Writing in a Time of Plague
As the old adage states, a rolling stone collects no moss. Now that the stones of society and gear work have come to a halt, and all public gatherings in many states across the U.S. have been “banned,” we have a crisis of more atomization in our society, more social dislocation and more isolation.
Therefore, I came up with a new set of questions I posed to the participants of the now-cancelled KYAQ-FM Live Scribe benefit:
What are your thoughts in this time of chaos, plague, crisis?
The word is powerful in times of upheaval and collective angst. Discuss what you will be doing reading and writing wise during this “lock-down.”
Define “community” from your perspective — could be any sort of “community,” not just a writing community.
One KYAQ-invited writer — former Stockton, Calif., resident and a current Portland native since 1975 — Leanne Grabel sees these lock-downs and cancellations, due to a virus, as more than just an inconvenience:
“Let’s face it; there is a thrill in crises, and I feel it,” Grabel said. “It’s an abandonment of routine, which has an excitement to it. Is there fear? Yes. We are over 60, and my husband has lung issues. But staying home, watching movies, working on projects, and now having a snowstorm, it has its sweetness. Now, if we get sick, it won’t be so fun. And, of course, there is huge concern and disgust over the current administration’s handling of it all since their first priority is not people but money. It just piles up the disgust that was already up to the sky.

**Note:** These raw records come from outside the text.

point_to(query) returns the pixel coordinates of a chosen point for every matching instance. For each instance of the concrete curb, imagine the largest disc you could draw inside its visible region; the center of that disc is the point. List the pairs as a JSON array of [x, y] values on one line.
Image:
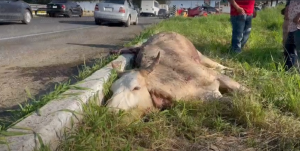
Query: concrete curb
[[54, 118]]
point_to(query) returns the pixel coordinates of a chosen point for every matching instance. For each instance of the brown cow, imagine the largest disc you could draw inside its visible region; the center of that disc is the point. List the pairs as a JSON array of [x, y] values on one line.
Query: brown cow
[[168, 68]]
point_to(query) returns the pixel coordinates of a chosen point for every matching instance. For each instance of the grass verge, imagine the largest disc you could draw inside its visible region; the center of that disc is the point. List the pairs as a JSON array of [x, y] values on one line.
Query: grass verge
[[266, 119], [34, 104]]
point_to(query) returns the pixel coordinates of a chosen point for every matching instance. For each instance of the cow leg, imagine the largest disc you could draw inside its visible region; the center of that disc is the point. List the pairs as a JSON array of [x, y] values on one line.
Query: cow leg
[[131, 50], [229, 85], [212, 64]]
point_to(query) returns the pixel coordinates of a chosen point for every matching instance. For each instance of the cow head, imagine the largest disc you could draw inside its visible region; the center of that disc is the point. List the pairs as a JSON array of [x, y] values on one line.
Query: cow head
[[130, 90]]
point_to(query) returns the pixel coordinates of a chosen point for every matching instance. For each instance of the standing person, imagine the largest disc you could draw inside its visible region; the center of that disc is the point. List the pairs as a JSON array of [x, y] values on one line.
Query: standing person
[[241, 14], [292, 42], [285, 25]]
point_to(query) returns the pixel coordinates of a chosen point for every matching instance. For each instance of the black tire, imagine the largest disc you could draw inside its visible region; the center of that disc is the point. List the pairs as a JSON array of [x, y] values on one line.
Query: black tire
[[127, 23], [81, 13], [97, 22], [27, 17]]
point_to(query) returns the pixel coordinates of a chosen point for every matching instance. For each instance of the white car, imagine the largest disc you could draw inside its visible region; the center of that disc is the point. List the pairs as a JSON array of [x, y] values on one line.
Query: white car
[[116, 11], [149, 7]]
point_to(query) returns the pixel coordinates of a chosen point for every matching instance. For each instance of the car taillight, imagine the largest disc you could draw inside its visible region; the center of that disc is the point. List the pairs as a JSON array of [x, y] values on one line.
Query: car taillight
[[96, 8], [122, 10]]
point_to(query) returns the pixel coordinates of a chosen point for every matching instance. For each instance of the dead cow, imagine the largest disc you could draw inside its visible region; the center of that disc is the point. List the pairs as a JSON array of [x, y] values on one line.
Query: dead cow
[[168, 68]]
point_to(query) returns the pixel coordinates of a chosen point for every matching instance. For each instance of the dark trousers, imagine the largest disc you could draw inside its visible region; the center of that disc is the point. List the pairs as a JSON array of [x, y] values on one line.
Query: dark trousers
[[292, 48], [241, 28]]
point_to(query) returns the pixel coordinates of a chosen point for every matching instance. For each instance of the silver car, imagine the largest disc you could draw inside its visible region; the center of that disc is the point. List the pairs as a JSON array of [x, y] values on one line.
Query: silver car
[[116, 11]]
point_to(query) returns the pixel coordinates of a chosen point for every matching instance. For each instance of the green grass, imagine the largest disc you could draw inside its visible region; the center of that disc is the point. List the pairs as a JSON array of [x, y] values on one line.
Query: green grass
[[34, 104], [265, 119]]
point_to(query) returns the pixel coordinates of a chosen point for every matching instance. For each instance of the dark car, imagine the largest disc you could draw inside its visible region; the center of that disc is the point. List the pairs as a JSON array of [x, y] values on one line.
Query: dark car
[[163, 13], [15, 10], [210, 10], [137, 9], [196, 12], [64, 7]]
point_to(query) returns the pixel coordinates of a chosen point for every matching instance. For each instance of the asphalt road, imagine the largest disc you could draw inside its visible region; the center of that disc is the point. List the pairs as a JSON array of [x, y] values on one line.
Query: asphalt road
[[48, 50]]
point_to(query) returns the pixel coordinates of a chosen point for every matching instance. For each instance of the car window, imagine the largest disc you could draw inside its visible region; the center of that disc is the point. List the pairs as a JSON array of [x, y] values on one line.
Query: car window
[[156, 4], [114, 1]]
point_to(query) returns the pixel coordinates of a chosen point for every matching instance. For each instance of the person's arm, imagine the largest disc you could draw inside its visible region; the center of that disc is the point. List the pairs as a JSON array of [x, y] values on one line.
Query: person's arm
[[297, 19], [237, 7]]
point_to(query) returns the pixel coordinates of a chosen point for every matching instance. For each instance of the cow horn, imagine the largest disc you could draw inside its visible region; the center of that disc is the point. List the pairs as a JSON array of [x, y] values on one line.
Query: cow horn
[[114, 66], [151, 67]]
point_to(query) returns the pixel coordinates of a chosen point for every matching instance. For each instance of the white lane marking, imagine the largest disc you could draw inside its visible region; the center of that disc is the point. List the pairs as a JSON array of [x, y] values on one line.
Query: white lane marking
[[45, 33]]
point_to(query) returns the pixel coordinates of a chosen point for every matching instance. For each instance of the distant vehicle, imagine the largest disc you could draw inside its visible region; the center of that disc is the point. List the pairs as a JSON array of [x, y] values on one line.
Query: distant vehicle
[[150, 7], [197, 12], [15, 10], [163, 13], [137, 9], [116, 11], [210, 10], [164, 6], [67, 8]]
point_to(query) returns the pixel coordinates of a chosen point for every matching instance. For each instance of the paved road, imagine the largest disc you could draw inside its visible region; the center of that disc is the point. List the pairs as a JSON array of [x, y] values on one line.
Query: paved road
[[48, 50]]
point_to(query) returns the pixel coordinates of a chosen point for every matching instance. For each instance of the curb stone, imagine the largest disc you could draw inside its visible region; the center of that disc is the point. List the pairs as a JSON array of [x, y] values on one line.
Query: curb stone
[[52, 121]]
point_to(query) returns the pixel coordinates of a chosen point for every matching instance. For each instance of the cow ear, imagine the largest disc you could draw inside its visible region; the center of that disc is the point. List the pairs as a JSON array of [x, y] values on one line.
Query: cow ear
[[151, 67], [115, 67]]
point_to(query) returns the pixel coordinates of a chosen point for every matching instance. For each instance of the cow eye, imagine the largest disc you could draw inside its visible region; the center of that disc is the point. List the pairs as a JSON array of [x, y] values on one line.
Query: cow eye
[[136, 88]]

But local communities — schools, restaurants, stores — are being generous and people-focused.”
Her pedigree is long and varied, but most interesting to me is that she’s worked in the Portland public schools focusing on language arts and special education. Much of her time concentrated on teenage girls in a lockdown residential treatment center: Rosemont.

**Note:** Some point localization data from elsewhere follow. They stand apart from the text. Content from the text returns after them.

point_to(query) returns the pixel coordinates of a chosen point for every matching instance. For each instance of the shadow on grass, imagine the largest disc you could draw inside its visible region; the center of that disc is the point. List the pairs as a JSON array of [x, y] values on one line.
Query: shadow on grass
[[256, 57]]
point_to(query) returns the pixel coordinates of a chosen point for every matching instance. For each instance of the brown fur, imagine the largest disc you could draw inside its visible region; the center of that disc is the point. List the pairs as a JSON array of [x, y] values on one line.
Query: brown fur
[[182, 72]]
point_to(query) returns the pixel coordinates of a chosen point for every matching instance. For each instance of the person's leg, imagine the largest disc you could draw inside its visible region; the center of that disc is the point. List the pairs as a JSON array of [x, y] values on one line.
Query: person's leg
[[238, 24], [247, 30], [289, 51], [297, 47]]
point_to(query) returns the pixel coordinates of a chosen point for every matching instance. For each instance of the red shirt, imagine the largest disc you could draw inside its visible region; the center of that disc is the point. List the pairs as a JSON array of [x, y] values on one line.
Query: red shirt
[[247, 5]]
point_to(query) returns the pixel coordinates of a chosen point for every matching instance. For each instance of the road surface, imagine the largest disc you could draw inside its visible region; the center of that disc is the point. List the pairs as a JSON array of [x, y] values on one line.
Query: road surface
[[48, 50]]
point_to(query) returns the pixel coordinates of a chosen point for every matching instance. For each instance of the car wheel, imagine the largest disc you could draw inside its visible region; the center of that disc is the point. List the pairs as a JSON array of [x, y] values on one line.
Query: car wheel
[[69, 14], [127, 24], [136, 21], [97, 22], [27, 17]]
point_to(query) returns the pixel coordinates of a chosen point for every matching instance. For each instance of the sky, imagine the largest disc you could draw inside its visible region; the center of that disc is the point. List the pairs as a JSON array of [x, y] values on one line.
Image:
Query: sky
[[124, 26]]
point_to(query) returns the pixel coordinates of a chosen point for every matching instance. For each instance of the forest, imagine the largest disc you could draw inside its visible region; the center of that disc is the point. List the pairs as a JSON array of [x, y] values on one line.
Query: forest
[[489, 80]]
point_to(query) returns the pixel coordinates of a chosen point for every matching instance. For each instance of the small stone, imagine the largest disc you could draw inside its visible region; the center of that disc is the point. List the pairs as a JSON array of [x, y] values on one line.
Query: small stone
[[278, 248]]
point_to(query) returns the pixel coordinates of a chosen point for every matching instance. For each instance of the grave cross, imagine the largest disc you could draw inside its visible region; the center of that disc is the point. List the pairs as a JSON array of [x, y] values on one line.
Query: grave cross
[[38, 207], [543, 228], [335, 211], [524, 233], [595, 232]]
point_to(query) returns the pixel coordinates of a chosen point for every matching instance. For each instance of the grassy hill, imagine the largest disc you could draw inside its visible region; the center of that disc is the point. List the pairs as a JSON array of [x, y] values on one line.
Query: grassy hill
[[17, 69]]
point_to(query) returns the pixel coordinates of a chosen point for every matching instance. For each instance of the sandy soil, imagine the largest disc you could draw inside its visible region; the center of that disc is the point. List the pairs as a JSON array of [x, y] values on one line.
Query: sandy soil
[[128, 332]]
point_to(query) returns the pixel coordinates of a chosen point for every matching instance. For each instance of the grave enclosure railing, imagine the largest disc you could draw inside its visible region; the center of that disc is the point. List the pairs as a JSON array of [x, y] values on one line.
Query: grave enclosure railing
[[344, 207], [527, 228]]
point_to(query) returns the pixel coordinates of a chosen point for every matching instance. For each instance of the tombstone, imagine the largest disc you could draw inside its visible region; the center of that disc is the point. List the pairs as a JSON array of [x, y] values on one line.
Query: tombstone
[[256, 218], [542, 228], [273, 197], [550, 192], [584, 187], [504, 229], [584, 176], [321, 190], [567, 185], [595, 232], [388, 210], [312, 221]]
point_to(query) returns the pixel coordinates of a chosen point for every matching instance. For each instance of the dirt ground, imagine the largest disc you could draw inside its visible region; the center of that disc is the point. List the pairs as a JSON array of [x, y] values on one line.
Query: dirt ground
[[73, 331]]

“As a writer and a victim of trauma myself,” she said, “I knew the act of writing one’s ugly story could help — just help.”
From that work, she published “badgirls,” a chapbook based on her experiences with the girls.
“badgirls” was transformed into a multimedia performance directed by Susan Banyas. Grabel has been working on a collection of flash memoirs called “Husband,” collaborating with dancer Gregg Bielemeier.
Deborah Trusty is the librarian in Toledo. I just finished her book on Newport’s first city manager, Don Davis, “The Kid From Valsetz.” She, too, was on the South Beach venue. However, Trusty and I have talked about the role of libraries in a community outside the purview of a radio benefit. She has seen, over time, a lowering of interest in reading.
She was an English teacher in California for two decades, and here in Toledo, she pointed out how the library’s DVD section gets bigger and attracts most of the interest of many patrons.
My conversations with dozens of librarians, from big universities where I taught, to small towns where I lived, have been the bright line in a “world of words.” These professionals support writers and books. Community libraries function as computer-based assistance, warming places for the houseless and clearing houses for local information and bulletins.
As a bookend here, I want to chisel in the words of one of the invited participants, Wallace Kaufman. His bio is varied and diverse, the fuel of a myriad of written forms. He has been a wrestling coach, museum curator, high school biology teacher, college professor, land developer, property appraiser, licensed construction contractor, conflict mediator, journalist, land use consultant, adviser on housing and land reform to the government of Kazakhstan, Spanish translator, president of three statewide environmental groups and economics researcher for World Bank and USAID projects.
He lives in Newport and is the author of seven books, which span science fiction, nonfiction, memoir and poetry. For him, the power of the word and why he writes are intertwined.
“One word? Surprise! As a shy kid who could not sing or play an instrument and wondered what life was worth, I was seduced by the music of words that could also bring into focus the wonders of the world and engrave in memory important facts and enduring mysteries,” he said.